Although there are many ways of understanding this novel, the Sudanese allegory of Mustafa is one of the most interpreted meanings of Season of Migration to the North. Salih uses the voice of Sa'eed and the narrator, to construct the novel as a national allegory, drawing parallels between the life of Mustafa Sa'eed and the history of Sudan. Salih uses the narrator to use the allegory to represent the characters of the allegory. However, throughout the course of the novel, this allegory becomes complicated, contradictory and ambiguous, as the other characters each shows different sides of Sudan. Mustafa Sa'eed, the main character of the national allegory, becomes an allegory for Sudan, particularly Sudan under British colonization. When he arrives in Britain, he is able to seduce every woman he has a relationship with, except Jean Morris who symbolises the colonizer. This, however, is when the coloniser overthrows his power. He spends every night with her "warring with bow and sword and spear and arrows", only to be overthrown when she will not concede to him as the other British women did, representing that Sudan was defeated by the colonizer.
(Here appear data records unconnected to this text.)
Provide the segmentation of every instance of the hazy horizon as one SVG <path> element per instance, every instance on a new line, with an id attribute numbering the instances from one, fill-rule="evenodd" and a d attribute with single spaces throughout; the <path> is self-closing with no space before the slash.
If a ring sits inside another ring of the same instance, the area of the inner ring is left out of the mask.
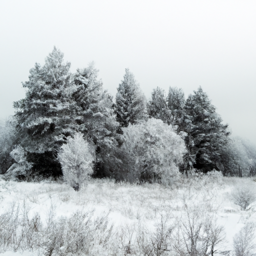
<path id="1" fill-rule="evenodd" d="M 130 68 L 146 98 L 201 86 L 234 136 L 256 144 L 256 2 L 26 0 L 0 3 L 0 120 L 54 46 L 71 71 L 94 61 L 114 96 Z"/>

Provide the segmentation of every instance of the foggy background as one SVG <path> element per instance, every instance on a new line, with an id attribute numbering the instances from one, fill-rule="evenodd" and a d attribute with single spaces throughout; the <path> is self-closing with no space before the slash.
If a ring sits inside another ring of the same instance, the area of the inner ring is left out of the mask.
<path id="1" fill-rule="evenodd" d="M 94 61 L 114 96 L 130 69 L 146 98 L 202 86 L 234 135 L 256 144 L 256 1 L 0 2 L 0 120 L 54 46 L 71 71 Z"/>

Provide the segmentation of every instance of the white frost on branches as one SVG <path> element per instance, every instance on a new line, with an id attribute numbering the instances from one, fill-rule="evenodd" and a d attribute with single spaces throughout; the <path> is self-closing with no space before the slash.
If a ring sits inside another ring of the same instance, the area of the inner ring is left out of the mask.
<path id="1" fill-rule="evenodd" d="M 92 173 L 92 162 L 94 160 L 93 148 L 84 140 L 81 132 L 68 137 L 66 144 L 64 144 L 58 153 L 65 180 L 76 190 Z"/>

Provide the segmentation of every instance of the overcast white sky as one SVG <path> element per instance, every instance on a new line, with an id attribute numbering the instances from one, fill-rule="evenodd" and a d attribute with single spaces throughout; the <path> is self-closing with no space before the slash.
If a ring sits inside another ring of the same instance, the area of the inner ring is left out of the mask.
<path id="1" fill-rule="evenodd" d="M 256 1 L 1 0 L 0 118 L 54 46 L 72 71 L 94 61 L 115 96 L 128 68 L 148 98 L 201 86 L 234 135 L 256 144 Z"/>

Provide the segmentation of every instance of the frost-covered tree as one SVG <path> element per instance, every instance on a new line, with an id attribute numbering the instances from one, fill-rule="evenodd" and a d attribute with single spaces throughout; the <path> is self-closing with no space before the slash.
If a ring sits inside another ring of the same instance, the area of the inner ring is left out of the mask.
<path id="1" fill-rule="evenodd" d="M 2 126 L 0 126 L 0 174 L 4 174 L 14 163 L 10 153 L 18 143 L 16 124 L 15 119 L 10 116 Z"/>
<path id="2" fill-rule="evenodd" d="M 188 134 L 186 164 L 203 172 L 222 170 L 221 154 L 228 144 L 228 125 L 222 124 L 207 94 L 200 87 L 188 98 L 182 128 Z"/>
<path id="3" fill-rule="evenodd" d="M 178 173 L 186 150 L 172 126 L 152 118 L 123 130 L 126 166 L 122 169 L 130 181 L 156 179 L 168 182 Z"/>
<path id="4" fill-rule="evenodd" d="M 35 171 L 58 174 L 60 147 L 77 129 L 76 104 L 72 97 L 76 90 L 70 82 L 70 63 L 54 48 L 43 66 L 36 64 L 29 80 L 22 83 L 24 98 L 14 102 L 20 146 L 29 153 Z"/>
<path id="5" fill-rule="evenodd" d="M 73 96 L 77 106 L 78 130 L 94 143 L 95 174 L 102 176 L 112 168 L 118 124 L 112 108 L 112 98 L 103 90 L 102 81 L 97 78 L 98 72 L 92 64 L 86 68 L 78 70 L 72 79 L 77 88 Z"/>
<path id="6" fill-rule="evenodd" d="M 171 112 L 171 123 L 178 126 L 178 130 L 182 130 L 180 126 L 180 118 L 183 114 L 185 105 L 185 96 L 182 88 L 170 87 L 167 96 L 168 108 Z"/>
<path id="7" fill-rule="evenodd" d="M 147 117 L 146 98 L 128 68 L 118 88 L 115 112 L 122 127 L 127 127 L 129 124 L 133 124 Z"/>
<path id="8" fill-rule="evenodd" d="M 222 158 L 224 175 L 242 177 L 256 174 L 256 149 L 249 142 L 240 138 L 230 138 L 223 148 Z"/>
<path id="9" fill-rule="evenodd" d="M 7 170 L 4 178 L 7 180 L 23 179 L 27 176 L 28 172 L 32 166 L 26 158 L 27 152 L 20 145 L 18 145 L 10 152 L 10 156 L 15 162 Z"/>
<path id="10" fill-rule="evenodd" d="M 76 191 L 92 174 L 94 150 L 80 132 L 68 138 L 58 154 L 65 180 Z"/>
<path id="11" fill-rule="evenodd" d="M 160 119 L 170 124 L 171 120 L 171 112 L 168 108 L 164 90 L 158 87 L 154 89 L 151 94 L 151 99 L 148 104 L 148 116 L 156 119 Z"/>

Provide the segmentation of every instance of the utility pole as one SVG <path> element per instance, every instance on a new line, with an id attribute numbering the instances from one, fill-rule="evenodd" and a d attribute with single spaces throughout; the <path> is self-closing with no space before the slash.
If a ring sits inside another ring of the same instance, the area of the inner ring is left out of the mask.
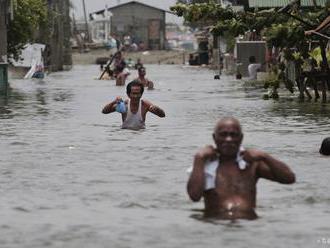
<path id="1" fill-rule="evenodd" d="M 8 89 L 7 26 L 9 7 L 12 7 L 9 0 L 0 0 L 0 93 L 5 94 Z"/>
<path id="2" fill-rule="evenodd" d="M 86 28 L 86 40 L 90 42 L 90 37 L 89 37 L 89 28 L 88 28 L 88 22 L 87 22 L 87 14 L 86 14 L 86 6 L 85 6 L 85 0 L 82 0 L 83 4 L 83 9 L 84 9 L 84 17 L 85 17 L 85 28 Z"/>

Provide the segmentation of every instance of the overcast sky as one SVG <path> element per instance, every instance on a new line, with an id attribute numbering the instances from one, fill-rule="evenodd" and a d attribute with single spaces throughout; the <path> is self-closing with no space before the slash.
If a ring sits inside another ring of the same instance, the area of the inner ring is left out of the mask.
<path id="1" fill-rule="evenodd" d="M 85 0 L 87 16 L 91 12 L 104 9 L 106 5 L 108 7 L 112 7 L 130 1 L 131 0 Z M 83 0 L 71 0 L 71 2 L 74 7 L 73 11 L 75 13 L 75 17 L 77 19 L 82 18 L 84 16 L 83 4 L 82 4 Z M 154 6 L 164 10 L 169 10 L 170 6 L 176 3 L 176 0 L 138 0 L 137 2 L 145 3 L 150 6 Z M 167 14 L 166 21 L 180 23 L 182 22 L 182 18 L 178 18 L 177 16 Z"/>

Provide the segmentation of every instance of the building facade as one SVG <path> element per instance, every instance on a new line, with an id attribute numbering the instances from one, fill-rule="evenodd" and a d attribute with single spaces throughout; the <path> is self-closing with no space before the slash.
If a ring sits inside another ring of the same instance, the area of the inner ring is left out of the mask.
<path id="1" fill-rule="evenodd" d="M 121 41 L 130 36 L 131 41 L 139 45 L 143 43 L 150 50 L 165 47 L 165 14 L 166 11 L 140 2 L 131 1 L 108 10 L 112 13 L 111 33 Z M 101 10 L 93 15 L 102 15 Z"/>

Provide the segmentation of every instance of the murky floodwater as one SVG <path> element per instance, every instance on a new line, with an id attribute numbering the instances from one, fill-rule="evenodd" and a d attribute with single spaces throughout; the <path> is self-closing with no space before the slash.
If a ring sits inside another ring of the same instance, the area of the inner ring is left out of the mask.
<path id="1" fill-rule="evenodd" d="M 0 98 L 0 247 L 329 247 L 330 106 L 264 101 L 262 90 L 207 69 L 150 65 L 166 111 L 144 131 L 121 130 L 104 104 L 124 88 L 76 66 L 11 82 Z M 136 74 L 136 72 L 133 72 Z M 261 180 L 256 221 L 207 222 L 185 192 L 186 168 L 221 116 L 238 117 L 244 145 L 287 162 L 294 185 Z"/>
The meaning can sometimes be contradictory. Despite that Mustafa appears to symbolise a resistance against the British colonisation, British culture enters into his character, as well as British culture shifts into Sudan and its people in many ways and this is seen within Mustafa and the narrator who experienced both cultures. Salih peppers the meanings of the novel with allegories to allow readers to make multiple interpretations of the novel, as it adds a primary meaning to the novel.